Jennifer Beatty, University of Southern California, Marine and Environmental Biology, Los Angeles, CA, United States, Brittany Stewart, University of Southern California, Los Angeles, United States, Lisa Y Mesrop, University of California Santa Barbara, Santa Barbara, CA, United States, Edward DeLong, Daniel K. Inouye Center for Microbial Oceanography: Research and Education, University of Hawaii at Manoa, Honolulu, HI, United States and David A Caron, University of Southern California, Biological Sciences, Los Angeles, CA, United States
Oceanic eddies are common mesoscale features.

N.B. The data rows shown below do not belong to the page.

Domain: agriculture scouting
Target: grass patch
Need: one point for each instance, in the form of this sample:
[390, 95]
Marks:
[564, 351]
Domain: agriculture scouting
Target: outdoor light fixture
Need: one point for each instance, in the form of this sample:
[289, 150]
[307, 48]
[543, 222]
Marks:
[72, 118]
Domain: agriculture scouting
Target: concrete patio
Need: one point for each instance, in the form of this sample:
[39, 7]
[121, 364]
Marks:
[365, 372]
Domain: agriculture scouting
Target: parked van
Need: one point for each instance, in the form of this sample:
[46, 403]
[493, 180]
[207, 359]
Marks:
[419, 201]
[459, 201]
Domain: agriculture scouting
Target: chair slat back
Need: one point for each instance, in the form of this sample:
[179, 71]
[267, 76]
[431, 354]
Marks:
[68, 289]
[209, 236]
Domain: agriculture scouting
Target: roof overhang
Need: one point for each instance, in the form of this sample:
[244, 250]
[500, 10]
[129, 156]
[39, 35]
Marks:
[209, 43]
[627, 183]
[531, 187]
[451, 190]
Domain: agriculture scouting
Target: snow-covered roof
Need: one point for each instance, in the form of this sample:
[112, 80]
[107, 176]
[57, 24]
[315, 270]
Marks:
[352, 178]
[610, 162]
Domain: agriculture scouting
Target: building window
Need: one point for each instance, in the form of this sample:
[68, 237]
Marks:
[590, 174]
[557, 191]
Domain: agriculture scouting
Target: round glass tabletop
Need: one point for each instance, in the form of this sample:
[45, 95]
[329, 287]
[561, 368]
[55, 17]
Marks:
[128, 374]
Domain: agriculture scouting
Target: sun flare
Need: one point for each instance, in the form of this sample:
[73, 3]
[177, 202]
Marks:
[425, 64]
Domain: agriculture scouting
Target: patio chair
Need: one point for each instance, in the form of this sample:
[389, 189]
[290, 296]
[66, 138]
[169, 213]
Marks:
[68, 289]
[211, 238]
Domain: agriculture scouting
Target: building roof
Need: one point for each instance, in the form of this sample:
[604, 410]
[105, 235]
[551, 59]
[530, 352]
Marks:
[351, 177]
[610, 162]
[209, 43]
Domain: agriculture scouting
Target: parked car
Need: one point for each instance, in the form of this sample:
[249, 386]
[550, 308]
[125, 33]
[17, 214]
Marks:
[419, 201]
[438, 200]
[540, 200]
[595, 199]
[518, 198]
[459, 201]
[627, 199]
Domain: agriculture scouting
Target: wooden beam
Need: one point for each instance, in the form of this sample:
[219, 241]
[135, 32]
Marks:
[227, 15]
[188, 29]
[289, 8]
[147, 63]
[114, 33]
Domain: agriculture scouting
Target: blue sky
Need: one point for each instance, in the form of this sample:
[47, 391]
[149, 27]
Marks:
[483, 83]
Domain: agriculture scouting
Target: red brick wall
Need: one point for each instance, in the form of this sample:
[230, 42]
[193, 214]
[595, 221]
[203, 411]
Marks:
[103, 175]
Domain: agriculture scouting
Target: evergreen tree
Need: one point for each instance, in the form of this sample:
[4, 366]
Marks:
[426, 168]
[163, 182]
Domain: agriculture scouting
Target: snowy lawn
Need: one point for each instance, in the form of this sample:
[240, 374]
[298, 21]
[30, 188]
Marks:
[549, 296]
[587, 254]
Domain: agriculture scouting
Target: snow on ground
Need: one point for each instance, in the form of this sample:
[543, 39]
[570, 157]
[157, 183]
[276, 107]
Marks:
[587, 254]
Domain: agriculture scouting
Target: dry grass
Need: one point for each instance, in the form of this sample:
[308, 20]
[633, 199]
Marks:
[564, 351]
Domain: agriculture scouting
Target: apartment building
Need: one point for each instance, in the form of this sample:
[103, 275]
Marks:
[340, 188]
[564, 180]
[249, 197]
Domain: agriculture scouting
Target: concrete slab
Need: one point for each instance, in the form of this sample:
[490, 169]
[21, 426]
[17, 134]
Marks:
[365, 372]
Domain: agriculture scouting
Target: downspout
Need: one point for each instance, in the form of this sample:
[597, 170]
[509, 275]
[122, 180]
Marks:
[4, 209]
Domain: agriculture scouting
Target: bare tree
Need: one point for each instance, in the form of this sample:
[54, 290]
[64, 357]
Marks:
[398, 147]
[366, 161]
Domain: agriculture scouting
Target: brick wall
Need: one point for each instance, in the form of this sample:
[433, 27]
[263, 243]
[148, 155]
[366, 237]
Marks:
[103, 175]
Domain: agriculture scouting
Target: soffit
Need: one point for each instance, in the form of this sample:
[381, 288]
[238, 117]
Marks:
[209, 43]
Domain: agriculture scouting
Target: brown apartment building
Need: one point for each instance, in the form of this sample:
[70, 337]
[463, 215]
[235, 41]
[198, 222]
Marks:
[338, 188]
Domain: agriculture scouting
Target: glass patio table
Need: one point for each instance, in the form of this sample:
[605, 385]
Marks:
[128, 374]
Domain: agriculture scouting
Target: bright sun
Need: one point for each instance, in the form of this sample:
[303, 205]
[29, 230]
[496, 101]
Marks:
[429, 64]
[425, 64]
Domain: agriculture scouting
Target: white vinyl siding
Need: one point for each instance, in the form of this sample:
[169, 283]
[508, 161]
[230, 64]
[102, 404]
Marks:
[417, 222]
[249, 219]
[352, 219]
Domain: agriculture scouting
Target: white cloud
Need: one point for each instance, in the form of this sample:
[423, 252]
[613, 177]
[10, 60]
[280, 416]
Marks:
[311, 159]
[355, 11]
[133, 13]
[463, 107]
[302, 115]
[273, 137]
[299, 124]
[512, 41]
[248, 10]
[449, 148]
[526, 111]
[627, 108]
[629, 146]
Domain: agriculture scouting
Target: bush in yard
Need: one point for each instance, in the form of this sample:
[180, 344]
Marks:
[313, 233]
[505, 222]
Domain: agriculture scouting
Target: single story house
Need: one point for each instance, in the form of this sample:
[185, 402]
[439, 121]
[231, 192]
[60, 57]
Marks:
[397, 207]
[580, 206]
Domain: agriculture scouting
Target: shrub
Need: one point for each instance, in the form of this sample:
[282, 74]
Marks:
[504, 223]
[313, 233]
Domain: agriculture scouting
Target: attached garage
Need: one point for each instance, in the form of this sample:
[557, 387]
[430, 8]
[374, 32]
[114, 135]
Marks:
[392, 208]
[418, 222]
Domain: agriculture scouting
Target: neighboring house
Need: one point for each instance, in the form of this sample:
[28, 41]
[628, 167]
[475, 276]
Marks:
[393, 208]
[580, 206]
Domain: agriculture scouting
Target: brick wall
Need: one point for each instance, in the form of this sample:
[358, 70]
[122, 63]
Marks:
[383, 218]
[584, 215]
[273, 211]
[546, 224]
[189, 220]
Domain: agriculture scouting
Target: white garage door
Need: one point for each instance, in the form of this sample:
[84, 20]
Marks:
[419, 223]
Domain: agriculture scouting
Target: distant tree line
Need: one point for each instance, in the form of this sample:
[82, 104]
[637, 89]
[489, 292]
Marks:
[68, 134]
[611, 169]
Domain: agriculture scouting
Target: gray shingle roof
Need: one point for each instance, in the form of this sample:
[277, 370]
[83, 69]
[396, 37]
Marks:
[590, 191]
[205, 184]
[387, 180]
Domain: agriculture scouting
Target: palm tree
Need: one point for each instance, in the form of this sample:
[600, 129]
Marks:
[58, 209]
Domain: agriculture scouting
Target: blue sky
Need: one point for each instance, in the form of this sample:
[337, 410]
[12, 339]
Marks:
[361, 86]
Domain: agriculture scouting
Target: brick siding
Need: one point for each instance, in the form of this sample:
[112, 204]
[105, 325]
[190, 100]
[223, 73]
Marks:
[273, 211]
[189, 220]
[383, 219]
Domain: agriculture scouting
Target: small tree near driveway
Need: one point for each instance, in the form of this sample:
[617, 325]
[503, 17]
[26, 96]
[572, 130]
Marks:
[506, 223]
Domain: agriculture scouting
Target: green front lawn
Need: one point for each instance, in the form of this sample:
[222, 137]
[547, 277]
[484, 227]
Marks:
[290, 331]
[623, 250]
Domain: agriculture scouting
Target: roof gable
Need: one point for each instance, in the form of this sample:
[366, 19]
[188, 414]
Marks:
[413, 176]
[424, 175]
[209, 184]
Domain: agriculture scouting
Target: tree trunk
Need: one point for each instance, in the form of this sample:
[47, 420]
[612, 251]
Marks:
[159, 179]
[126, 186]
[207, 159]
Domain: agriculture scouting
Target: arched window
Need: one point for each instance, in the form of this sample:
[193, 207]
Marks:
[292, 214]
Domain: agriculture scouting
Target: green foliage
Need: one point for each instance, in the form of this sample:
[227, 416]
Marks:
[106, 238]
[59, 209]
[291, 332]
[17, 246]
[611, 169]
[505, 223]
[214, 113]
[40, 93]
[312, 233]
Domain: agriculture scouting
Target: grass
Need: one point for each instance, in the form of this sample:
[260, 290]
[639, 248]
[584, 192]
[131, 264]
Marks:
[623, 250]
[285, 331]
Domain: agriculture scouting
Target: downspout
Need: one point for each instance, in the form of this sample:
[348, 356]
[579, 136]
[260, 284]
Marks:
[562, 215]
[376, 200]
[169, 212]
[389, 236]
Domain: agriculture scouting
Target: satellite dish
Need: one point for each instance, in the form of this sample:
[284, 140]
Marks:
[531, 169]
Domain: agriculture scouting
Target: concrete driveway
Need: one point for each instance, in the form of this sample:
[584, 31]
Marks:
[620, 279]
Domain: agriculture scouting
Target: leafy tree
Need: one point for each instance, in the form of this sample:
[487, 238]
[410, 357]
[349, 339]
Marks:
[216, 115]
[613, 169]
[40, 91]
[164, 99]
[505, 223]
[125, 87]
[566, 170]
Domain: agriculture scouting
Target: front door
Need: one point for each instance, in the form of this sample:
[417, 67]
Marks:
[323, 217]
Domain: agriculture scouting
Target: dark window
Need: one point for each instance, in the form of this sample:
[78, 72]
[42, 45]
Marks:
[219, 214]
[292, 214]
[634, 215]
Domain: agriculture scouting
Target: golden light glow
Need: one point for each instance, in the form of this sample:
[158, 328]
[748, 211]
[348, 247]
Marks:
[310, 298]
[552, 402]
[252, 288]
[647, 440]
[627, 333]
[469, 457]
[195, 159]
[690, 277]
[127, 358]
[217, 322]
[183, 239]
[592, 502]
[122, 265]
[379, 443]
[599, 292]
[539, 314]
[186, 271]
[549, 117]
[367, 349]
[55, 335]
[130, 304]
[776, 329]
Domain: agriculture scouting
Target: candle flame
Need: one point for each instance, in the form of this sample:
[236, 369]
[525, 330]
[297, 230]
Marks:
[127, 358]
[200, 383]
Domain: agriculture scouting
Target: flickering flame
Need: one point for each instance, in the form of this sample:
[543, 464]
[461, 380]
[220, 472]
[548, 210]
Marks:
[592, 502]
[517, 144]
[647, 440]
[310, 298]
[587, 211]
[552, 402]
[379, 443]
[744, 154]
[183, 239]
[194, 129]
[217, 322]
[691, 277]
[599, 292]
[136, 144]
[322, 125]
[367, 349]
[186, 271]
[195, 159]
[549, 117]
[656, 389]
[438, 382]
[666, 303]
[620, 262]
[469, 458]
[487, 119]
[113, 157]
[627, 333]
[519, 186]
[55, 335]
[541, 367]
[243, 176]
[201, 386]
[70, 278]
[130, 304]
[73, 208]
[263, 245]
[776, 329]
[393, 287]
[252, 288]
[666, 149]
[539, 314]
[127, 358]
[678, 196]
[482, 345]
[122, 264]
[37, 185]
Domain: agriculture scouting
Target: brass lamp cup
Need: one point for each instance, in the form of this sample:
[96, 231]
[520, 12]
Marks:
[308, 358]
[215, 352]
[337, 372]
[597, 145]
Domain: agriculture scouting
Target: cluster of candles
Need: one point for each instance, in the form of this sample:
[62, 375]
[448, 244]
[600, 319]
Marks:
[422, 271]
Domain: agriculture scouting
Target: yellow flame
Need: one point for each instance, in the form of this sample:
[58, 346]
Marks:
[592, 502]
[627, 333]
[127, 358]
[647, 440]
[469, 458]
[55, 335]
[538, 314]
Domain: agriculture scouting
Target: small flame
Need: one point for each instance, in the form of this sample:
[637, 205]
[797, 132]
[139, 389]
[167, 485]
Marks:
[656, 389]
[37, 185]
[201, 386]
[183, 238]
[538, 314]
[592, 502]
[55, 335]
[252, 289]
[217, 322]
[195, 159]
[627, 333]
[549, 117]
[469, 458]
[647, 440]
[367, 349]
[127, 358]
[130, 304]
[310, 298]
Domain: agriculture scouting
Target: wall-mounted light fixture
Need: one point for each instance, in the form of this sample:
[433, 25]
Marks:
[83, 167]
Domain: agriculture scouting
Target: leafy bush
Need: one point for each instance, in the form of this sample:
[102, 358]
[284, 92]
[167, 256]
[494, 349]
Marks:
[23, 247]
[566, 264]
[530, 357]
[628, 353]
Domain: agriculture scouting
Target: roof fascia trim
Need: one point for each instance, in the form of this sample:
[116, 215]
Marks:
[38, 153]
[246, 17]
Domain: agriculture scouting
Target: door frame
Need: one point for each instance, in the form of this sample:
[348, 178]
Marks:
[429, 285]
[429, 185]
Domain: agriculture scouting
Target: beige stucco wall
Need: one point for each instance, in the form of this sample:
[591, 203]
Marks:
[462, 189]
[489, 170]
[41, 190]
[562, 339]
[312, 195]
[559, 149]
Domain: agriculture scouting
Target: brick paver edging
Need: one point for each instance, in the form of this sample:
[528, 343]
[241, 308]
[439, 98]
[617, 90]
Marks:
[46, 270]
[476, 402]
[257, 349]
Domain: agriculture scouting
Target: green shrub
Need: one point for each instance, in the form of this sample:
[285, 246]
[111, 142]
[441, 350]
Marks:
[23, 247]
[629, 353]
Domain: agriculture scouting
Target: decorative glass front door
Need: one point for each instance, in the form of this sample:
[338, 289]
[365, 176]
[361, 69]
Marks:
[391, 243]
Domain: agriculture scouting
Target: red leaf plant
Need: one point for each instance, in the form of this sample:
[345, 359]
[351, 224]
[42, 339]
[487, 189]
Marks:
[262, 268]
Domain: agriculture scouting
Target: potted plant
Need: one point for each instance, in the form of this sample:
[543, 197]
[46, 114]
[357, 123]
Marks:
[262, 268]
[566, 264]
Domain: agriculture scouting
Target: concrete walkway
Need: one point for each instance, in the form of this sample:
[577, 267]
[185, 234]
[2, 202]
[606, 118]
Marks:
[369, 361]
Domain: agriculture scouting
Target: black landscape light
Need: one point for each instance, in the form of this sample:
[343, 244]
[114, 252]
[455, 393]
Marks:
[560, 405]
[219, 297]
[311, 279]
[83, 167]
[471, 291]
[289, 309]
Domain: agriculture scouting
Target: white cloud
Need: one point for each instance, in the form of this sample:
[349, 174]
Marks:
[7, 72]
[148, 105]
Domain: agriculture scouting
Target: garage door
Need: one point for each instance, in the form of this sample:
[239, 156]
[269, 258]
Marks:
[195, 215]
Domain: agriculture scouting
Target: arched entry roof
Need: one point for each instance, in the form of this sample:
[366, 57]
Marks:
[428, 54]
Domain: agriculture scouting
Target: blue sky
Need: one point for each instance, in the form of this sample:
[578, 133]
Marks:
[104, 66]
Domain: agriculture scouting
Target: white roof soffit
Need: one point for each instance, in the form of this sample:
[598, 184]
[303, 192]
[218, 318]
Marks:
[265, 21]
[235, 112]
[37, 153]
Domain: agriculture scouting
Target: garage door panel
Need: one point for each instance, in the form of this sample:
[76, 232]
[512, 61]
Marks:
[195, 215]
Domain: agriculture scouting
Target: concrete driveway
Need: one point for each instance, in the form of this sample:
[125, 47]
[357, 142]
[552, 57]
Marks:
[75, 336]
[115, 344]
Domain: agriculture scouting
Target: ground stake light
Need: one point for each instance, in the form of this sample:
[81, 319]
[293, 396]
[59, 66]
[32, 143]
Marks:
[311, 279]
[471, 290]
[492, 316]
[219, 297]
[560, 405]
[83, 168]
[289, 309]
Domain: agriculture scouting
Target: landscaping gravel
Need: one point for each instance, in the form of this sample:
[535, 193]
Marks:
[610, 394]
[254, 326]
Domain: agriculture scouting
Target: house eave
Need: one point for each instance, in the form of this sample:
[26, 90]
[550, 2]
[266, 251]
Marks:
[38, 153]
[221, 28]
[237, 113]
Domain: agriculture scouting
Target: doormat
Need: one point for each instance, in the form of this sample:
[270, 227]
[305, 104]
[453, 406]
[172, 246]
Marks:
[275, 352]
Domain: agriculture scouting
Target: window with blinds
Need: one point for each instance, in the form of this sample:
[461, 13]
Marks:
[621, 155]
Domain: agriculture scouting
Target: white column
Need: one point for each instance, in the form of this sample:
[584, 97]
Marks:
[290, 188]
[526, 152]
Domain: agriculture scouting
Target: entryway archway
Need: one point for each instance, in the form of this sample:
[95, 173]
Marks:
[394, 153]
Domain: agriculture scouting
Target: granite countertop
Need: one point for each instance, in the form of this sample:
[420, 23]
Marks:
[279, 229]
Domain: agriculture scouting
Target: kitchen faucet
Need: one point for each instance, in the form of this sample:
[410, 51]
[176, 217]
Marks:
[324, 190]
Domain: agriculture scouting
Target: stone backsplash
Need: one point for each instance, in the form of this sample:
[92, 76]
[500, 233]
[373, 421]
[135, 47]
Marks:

At Station ALOHA in the North Pacific Subtropical Gyre, individual eddies can extend >100 km and maintain cohesiveness for months, potentially impacting biogeochemical cycles. Within the protistan plankton assemblages of this ecosystem, Rhizaria have recently been shown to be a significant component of sinking particle flux in some oceanic ecosystems, yet classical methods have failed to adequately document the contribution of this group. We used direct microscopy of sediment trap material, and imagery and sequence analysis of the planktonic community to investigate protistan standing stocks and sinking particle differences, with an emphasis on the role of Rhizaria, across an anti-cyclonic to cyclonic eddy-dipole during the SCOPE program MESO-SCOPE cruise off of Station ALOHA during July 2017. The water column was sampled at 4 depths from the surface to 500m and particle interceptor traps (PITs) were deployed at 150m. 18S sequencing revealed that protistan community structure was most affected by depth, not eddy type across the dipole. PIT material differed from water column communities, and revealed a substantial diversity of Rhizaria across the eddies.